Dig Out Your Soul
- Label : Big Brother
- Format : Album / CD Vinyle
- Date de sortie : 06/10/2008
Après une traversée du désert d'une dizaine d'années, manquant cruellement d'idées salvatrices et de cohérence artistique, Oasis réussit tout de même à rassembler ses esprits sur le très bon Don't Believe The Truth. Un son, une unité, malgré l'écriture à quatre mains, pour un album taillé d'un bloc.
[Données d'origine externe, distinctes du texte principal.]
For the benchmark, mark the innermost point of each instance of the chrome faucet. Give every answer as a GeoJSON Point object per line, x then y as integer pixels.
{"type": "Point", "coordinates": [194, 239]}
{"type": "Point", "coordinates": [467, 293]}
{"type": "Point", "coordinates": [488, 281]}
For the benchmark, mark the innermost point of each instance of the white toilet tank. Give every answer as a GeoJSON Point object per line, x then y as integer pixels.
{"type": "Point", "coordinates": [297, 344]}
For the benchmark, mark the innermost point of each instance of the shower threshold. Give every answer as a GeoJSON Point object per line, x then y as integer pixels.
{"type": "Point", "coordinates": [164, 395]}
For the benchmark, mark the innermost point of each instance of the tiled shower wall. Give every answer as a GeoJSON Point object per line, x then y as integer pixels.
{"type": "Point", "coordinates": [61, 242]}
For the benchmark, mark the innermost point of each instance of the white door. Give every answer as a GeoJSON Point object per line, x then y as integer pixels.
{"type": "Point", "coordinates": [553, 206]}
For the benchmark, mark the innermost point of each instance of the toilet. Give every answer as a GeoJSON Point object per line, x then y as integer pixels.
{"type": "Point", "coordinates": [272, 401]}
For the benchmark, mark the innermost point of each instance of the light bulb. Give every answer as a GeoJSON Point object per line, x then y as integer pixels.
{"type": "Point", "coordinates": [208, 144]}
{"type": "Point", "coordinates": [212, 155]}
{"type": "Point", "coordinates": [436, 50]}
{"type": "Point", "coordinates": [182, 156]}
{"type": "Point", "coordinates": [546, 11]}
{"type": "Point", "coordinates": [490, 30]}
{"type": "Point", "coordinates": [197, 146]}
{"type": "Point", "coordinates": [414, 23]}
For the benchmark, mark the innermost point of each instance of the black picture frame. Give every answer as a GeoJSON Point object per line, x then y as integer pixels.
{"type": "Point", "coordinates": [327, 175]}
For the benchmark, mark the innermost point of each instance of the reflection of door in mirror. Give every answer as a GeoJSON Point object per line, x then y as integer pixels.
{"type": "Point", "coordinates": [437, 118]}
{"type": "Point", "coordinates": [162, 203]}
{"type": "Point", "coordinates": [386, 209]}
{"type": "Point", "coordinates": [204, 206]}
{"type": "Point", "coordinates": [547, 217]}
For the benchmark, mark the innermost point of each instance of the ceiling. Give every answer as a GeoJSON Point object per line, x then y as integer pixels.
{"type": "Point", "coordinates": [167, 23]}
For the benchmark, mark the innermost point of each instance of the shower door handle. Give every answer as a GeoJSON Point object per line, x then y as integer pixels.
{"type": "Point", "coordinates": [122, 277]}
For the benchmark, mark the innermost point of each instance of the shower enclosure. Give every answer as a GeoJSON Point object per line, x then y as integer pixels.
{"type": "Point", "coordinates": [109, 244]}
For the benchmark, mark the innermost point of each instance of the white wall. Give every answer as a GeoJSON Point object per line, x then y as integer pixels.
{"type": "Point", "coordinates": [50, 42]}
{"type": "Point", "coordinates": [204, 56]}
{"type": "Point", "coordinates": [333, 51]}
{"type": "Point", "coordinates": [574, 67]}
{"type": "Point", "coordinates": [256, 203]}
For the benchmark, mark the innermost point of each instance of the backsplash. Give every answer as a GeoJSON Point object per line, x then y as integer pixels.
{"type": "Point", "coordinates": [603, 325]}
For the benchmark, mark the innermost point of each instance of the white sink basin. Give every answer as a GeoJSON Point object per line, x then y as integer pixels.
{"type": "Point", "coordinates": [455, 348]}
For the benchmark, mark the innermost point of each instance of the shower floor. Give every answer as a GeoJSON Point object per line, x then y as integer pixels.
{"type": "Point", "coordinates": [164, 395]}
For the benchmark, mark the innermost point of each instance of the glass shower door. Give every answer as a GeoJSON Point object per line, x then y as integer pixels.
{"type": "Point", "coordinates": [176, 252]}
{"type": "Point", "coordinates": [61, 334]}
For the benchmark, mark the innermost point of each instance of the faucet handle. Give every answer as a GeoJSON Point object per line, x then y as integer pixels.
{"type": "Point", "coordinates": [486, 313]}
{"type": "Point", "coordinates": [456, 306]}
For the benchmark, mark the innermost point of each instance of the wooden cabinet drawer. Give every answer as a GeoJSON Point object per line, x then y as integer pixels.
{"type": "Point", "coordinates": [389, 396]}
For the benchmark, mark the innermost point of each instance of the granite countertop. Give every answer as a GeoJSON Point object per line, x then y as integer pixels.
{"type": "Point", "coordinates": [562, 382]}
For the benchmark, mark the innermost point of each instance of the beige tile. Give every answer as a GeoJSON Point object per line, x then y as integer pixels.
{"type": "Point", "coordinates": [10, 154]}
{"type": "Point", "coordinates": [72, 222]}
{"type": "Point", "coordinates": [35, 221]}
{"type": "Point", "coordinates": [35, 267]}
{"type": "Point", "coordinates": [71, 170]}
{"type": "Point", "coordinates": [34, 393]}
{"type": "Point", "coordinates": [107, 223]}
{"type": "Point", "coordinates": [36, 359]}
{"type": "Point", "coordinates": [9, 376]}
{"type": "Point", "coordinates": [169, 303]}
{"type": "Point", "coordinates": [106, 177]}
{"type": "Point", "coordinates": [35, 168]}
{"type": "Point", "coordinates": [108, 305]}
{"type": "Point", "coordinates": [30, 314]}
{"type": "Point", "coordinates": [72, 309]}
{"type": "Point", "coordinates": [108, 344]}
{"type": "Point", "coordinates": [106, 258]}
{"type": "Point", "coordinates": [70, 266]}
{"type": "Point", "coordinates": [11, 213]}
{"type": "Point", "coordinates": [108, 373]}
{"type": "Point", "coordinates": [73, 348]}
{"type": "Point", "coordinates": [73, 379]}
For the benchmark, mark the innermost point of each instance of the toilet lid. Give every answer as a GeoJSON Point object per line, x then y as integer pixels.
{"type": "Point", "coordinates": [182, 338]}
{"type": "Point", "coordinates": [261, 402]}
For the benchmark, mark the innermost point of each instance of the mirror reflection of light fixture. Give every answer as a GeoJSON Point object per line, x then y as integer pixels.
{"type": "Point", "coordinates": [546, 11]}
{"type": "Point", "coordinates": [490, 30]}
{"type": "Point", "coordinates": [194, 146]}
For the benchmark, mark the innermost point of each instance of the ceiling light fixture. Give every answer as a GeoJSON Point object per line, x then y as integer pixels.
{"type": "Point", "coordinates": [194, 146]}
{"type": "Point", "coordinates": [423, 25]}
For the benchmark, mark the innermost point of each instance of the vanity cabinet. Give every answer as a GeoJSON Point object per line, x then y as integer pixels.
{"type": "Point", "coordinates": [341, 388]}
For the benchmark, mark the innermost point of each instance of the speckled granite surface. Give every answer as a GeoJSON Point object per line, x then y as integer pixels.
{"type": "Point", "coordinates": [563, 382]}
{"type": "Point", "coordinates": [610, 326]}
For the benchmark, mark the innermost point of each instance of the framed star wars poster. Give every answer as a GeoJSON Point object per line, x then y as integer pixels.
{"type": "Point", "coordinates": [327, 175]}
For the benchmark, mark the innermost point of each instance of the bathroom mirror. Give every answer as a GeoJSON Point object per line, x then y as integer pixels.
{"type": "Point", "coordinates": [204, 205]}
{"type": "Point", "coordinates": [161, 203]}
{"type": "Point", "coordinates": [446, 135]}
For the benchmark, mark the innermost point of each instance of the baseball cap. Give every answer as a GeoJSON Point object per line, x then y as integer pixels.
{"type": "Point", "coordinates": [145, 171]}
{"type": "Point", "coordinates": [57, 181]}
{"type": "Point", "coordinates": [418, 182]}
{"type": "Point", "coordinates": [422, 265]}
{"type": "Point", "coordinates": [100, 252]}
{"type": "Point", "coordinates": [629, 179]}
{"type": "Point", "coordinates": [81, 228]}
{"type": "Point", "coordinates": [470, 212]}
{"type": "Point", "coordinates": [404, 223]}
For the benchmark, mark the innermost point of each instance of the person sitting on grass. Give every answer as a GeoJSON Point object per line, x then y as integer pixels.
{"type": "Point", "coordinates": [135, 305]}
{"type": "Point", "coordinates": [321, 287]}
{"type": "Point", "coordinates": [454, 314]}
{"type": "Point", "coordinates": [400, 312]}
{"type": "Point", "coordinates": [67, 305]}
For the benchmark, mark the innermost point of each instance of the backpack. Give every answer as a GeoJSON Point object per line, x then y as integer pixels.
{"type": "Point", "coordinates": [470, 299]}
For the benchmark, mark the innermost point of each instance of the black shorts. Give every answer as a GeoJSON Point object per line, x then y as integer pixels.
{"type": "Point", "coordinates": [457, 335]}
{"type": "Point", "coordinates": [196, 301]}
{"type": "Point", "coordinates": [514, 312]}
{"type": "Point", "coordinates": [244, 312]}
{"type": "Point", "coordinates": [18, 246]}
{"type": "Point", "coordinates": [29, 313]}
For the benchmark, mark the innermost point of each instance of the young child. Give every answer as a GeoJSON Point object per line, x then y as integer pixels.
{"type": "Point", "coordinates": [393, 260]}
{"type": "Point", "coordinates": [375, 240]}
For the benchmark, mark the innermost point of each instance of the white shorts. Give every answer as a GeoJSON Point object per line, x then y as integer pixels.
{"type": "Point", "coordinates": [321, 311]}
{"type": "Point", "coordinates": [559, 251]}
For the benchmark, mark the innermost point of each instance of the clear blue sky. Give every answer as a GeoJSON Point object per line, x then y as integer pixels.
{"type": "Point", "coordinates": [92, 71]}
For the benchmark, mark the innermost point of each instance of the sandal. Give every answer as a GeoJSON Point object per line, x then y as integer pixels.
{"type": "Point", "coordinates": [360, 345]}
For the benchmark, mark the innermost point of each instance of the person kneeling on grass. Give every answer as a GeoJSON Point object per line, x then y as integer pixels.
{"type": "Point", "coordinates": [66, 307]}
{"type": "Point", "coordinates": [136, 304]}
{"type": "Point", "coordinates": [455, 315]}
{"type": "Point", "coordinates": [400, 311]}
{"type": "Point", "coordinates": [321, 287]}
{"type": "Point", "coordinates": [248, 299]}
Pour Dig Out Your Soul, on suit la même recette que l'album précédent. Fini les égarements ayant rendu les précédentes galettes bordéliques. Et cette fois le chef a tranché : l'album sera psyché. On n'est donc prié de composer dans ce sens. Et pour parvenir à une patine spéciale, le matériel utilisé sera old-school. De retour aux mythiques studios Abbey Road, le groupe a préféré apporter son matos plutôt que d'utiliser le tout venant numérique sans saveur. Et le résultat s'entend! La production est admirable : spacieuse, fouillée, lourde, toute en basse, gorgée d'arrangements délicieux et de bidouillis sonores servant à merveille des morceaux sortant de l'ordinaire du groupe.
Le single "The Shock Of The Lightning" avait déjà donné un aperçu significatif de la bonne santé d'Oasis : inspiré, entraînant, maitrisé et joliment arrangé. Des morceaux aussi réussis l'album en contient quelques uns. "Bag It Up" déjà, où l'on se rend compte que la diction trainante de Liam semble faite pour ce style d'ambiances poisseuses et enfumées. L'impeccable enchainement "(Get Off Your) High Horse Lady"/"Falling Down" qui installe une inquiétude pesante avant un relâchement feutré salvateur. "The Turning" où le groupe abandonne presque la guitare. La traditionnelle ballade Lennonienne de Liam "I'm Outta Time". Ou encore le morceau final, "Soldier On", également de Liam, qui clôt idéalement l'album de manière irréelle.
On retrouve ici toute une époque (grosso modo 1967-1972) durant lesquels le rock british tirait sur le narguilé et n'hésitait pas à gober tout ce qui trainait pour déployer ses facultés créatrices. Et, comme ceux qui veulent impérativement savoir où le groupe 'a pompé' ses idées n'ont sûrement aucune idée de quoi il est question ici, on citera pour eux : The Pretty Things (de l'aveu même de Noel qui aurait écouté S.F. Sorrow pendant l'enregistrement, même si l'ambiance générale faire plus penser à Parachute), The Hollies, The Creation, voire George Harrison ou encore les albums tardifs des Small faces.
Malheureusement, certaines idées saugrenues viennent gâcher des morceaux prometteurs. La rythmique agaçante de "Ain't Got Nothin'", la structure poussive de "The Nature Of Reality" ou l'auto-parodie sur "Waiting For The Rapture" par exemple. Dommage.
Le reste s'avère ce qu'a fait de mieux Oasis depuis bien longtemps. Il est fort peu probable que le groupe draine de nouveaux fans avec cet album (surtout sans aucun tube), sa réputation étant bien plus puissante que l'objectivité musicale de ses détracteurs. Les amateurs sauront eux apprécier ce retour de flamme bienvenu.